Dr Blamires’ most influential book, The Christian Mind, was published in 1963, and is still in print. It argued that Christian thinking was being swept away by secularism.
Born in 1916, Dr Blamires studied English at the University of Oxford under CS Lewis who became a close friend. He later became the Dean of Arts and Sciences at King Alfred’s College in Winchester.
He wrote more than 30 books including novels, literary criticism and Christian apologetics. These include Where Do We Stand?, On Christian Truth and The Post-Christian Mind.
There is no longer a Christian mind. There is still, of course, the Christian ethic; a Christian practice, and a Christian spirituality … But as a thinking being the modern Christian has succumbed to secularization. He accepts religion – its morality, its worship, its spiritual culture; but he rejects the religious view of life, the view which relates all earthly issues within the context of the eternal, the view which relates all human problems – social, political, cultural – to the doctrinal foundations of the Christian Faith.

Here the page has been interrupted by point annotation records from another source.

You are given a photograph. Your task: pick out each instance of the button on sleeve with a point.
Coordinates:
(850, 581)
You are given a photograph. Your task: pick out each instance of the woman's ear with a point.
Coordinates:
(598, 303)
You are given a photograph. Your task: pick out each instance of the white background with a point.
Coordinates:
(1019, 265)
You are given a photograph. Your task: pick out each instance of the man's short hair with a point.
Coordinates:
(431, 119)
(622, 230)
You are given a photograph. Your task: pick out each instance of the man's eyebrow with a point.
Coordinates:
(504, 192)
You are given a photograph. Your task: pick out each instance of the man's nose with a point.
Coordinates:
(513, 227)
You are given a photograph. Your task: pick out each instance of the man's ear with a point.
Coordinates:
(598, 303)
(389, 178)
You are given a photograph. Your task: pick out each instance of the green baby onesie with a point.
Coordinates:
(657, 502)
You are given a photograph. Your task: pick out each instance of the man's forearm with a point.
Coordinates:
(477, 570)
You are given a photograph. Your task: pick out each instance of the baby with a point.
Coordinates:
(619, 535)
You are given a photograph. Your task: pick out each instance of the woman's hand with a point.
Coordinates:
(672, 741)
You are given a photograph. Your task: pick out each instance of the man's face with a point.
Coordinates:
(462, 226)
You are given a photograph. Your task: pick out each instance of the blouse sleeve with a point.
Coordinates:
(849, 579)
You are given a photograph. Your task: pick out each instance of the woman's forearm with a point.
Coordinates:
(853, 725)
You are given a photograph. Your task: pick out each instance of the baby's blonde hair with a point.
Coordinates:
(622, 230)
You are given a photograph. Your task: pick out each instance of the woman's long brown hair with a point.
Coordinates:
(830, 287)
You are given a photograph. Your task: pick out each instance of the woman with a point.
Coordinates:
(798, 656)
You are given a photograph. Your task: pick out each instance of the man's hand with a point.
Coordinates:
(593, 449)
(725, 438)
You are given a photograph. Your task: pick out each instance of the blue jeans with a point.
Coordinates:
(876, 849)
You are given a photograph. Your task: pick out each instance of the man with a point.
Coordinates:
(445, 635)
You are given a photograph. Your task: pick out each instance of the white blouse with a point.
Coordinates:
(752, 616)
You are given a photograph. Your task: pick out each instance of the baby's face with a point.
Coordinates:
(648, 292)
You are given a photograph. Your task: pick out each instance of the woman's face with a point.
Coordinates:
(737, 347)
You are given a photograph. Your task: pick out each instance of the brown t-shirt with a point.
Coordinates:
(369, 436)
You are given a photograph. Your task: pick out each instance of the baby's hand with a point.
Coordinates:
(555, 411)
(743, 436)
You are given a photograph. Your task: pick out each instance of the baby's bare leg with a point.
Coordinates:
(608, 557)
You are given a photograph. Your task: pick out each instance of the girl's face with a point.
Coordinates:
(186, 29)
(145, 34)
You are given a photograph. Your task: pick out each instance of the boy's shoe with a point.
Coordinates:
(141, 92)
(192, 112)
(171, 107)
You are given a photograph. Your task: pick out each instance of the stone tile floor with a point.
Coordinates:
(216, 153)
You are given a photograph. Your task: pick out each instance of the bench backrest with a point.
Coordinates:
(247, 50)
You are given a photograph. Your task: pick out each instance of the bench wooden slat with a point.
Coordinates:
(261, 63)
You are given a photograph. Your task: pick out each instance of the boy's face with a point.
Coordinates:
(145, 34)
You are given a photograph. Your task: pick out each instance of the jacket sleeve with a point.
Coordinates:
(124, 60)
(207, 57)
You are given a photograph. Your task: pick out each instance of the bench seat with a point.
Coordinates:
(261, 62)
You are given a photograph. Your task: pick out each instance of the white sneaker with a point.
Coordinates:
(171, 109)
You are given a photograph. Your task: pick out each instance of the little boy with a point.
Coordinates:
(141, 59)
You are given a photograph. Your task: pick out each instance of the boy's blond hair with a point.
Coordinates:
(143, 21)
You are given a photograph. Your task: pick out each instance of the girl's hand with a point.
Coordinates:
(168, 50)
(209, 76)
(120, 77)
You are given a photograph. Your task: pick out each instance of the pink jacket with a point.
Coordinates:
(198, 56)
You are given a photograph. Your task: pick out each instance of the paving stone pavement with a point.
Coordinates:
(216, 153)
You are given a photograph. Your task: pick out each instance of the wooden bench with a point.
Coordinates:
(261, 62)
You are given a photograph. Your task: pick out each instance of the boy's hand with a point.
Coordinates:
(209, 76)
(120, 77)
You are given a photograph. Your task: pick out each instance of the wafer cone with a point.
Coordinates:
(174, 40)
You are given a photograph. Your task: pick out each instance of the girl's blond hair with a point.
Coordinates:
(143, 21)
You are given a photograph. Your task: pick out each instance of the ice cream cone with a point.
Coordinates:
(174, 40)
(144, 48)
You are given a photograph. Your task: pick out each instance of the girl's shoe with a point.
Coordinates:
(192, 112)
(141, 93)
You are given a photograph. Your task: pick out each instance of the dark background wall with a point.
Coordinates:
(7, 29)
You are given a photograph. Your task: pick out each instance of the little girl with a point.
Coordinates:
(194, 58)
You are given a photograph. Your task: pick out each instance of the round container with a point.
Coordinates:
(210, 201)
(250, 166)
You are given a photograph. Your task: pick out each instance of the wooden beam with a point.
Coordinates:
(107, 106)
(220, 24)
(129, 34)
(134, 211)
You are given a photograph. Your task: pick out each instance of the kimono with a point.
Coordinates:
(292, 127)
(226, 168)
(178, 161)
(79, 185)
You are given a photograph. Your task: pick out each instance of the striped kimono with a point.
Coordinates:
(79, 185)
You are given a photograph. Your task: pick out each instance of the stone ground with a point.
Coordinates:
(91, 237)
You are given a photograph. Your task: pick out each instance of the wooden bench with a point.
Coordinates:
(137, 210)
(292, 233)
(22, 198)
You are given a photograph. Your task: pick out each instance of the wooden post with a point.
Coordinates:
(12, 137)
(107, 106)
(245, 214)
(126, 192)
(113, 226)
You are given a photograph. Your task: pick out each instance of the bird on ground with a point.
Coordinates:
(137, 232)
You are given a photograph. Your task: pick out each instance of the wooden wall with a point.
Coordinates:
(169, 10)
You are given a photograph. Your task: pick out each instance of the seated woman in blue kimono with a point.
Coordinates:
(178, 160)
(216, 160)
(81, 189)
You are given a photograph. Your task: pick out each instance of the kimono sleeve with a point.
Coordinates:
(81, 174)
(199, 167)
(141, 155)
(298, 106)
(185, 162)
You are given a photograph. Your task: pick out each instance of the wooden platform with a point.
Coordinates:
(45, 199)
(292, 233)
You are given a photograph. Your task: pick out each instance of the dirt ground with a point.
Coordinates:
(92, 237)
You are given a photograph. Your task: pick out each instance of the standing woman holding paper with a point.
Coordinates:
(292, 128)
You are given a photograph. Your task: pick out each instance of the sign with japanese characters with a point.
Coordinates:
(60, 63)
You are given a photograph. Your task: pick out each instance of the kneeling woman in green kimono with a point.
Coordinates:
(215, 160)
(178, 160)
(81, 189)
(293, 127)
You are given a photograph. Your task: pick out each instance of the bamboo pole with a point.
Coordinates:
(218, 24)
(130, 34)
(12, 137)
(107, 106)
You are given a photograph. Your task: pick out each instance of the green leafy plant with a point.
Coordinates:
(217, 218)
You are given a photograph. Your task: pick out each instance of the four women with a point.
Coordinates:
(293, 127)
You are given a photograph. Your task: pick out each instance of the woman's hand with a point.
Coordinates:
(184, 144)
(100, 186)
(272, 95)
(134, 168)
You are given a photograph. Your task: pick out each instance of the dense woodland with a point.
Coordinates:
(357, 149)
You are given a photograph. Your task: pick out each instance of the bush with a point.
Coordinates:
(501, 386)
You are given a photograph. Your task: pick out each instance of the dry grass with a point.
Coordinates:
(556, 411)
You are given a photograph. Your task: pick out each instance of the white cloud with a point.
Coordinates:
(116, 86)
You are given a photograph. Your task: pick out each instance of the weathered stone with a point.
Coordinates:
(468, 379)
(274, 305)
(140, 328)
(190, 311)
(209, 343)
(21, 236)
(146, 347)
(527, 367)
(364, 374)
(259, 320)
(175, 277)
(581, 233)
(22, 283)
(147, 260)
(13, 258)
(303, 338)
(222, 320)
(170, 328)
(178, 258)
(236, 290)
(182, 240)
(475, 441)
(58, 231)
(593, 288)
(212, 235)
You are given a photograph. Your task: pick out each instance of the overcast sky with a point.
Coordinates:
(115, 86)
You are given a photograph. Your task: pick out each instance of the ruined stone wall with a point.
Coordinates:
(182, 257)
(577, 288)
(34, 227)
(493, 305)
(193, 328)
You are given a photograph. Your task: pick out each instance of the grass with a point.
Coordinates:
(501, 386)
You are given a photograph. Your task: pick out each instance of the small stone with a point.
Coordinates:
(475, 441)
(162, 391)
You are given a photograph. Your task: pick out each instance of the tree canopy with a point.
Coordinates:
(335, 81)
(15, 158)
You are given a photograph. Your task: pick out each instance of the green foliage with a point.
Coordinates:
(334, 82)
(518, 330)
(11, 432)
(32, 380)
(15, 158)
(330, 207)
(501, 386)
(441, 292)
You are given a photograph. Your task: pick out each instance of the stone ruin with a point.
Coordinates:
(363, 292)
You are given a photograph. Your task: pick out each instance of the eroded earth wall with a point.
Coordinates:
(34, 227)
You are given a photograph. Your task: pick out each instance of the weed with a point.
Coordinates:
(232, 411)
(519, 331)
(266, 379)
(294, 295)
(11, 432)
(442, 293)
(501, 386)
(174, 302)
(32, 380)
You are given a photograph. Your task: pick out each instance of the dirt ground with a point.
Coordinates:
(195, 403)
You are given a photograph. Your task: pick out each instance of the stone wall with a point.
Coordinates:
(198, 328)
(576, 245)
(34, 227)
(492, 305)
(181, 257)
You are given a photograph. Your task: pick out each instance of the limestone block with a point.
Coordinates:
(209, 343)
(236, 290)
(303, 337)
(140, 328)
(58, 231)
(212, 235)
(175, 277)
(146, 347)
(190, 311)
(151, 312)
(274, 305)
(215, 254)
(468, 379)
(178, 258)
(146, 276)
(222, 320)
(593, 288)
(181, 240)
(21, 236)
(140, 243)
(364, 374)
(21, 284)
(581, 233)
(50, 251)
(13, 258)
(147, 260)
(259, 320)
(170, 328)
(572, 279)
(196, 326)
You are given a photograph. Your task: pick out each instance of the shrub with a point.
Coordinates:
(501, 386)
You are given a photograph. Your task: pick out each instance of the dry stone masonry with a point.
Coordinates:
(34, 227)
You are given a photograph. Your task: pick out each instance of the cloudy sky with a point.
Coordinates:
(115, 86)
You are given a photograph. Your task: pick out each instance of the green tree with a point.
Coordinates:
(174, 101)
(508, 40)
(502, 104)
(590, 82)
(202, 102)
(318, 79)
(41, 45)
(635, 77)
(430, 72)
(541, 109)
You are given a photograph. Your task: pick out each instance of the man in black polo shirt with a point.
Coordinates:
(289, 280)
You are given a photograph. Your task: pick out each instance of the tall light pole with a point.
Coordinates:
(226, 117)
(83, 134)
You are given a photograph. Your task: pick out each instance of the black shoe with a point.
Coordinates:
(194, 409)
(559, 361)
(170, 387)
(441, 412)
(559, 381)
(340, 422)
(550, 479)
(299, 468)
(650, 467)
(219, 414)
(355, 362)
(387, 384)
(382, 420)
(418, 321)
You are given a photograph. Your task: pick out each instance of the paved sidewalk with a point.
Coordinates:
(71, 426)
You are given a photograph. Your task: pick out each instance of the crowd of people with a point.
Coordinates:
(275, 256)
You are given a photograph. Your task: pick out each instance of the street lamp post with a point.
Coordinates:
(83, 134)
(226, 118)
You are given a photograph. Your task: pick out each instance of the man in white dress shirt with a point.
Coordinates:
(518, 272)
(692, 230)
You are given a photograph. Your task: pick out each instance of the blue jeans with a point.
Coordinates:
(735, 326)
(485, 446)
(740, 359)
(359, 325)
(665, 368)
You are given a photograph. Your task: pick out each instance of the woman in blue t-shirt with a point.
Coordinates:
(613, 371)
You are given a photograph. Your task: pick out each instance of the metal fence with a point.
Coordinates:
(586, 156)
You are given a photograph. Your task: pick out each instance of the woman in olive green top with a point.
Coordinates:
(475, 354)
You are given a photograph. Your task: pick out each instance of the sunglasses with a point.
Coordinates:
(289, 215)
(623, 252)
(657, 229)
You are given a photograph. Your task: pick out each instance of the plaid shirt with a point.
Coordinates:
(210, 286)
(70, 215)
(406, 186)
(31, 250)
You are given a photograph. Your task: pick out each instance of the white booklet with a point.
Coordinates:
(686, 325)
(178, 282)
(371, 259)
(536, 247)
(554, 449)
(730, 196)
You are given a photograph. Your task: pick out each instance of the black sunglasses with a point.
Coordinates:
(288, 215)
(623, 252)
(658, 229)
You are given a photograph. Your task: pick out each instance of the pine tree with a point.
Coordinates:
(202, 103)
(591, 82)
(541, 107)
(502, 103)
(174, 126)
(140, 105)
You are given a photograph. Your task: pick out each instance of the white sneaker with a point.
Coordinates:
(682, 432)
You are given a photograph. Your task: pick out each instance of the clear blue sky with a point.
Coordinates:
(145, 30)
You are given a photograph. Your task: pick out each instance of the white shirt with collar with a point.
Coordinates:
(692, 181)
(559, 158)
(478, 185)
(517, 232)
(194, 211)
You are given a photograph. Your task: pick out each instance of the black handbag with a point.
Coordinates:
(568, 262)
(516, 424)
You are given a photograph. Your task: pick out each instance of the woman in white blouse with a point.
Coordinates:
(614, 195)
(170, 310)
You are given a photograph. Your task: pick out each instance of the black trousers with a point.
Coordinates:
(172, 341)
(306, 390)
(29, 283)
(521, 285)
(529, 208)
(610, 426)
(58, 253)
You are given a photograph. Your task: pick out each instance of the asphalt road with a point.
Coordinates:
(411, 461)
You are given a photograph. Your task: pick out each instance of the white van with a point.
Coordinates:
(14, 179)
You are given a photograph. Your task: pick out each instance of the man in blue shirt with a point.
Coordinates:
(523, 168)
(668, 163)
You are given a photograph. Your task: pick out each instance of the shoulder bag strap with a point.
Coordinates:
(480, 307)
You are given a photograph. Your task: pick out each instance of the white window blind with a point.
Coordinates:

The late John Stott, former Rector of All Souls, Langham Place, said that one of the most influential books on him was Dr Blamires’ The Christian Mind, as it emphasises the importance of ‘thinking Christianly’. The Christian Mind continues to be used in Christian universities across the USA.
The book was published around the same time as Honest to God, Anglican bishop John Robinson’s controversial book, which denied huge swathes of orthodox Christian belief.
Secularism asserts the opinionated self as the only judge of truth. Christianity imposes the given divine revelation as the final touchstone of truth.
Colin Hart, Director of The Christian Institute, said: “We thank God for the life of Dr Harry Blamires, he was a huge influence on many Christians through his writing.
“Perhaps the greatest tribute that can be paid to him is to say that he has helped thousands of Christians recover the Christian mind. He was an inspiration in the founding of The Christian Institute.
John Burn, Chairman of The Christian Institute, said: “The Christian Mind and The Post-Christian Mind transformed my thinking. They exposed the way in which Christians so easily are influenced by secular humanism rather than by the Bible.”
Ben Blamires, one of Dr Blamires’ sons, said: “In his twilight years he spoke very warmly on many occasions of The Christian Institute and of its ethos and achievements.”
The funeral will be at St John’s Church, Keswick on 30 November 2017 at 1.30 pm.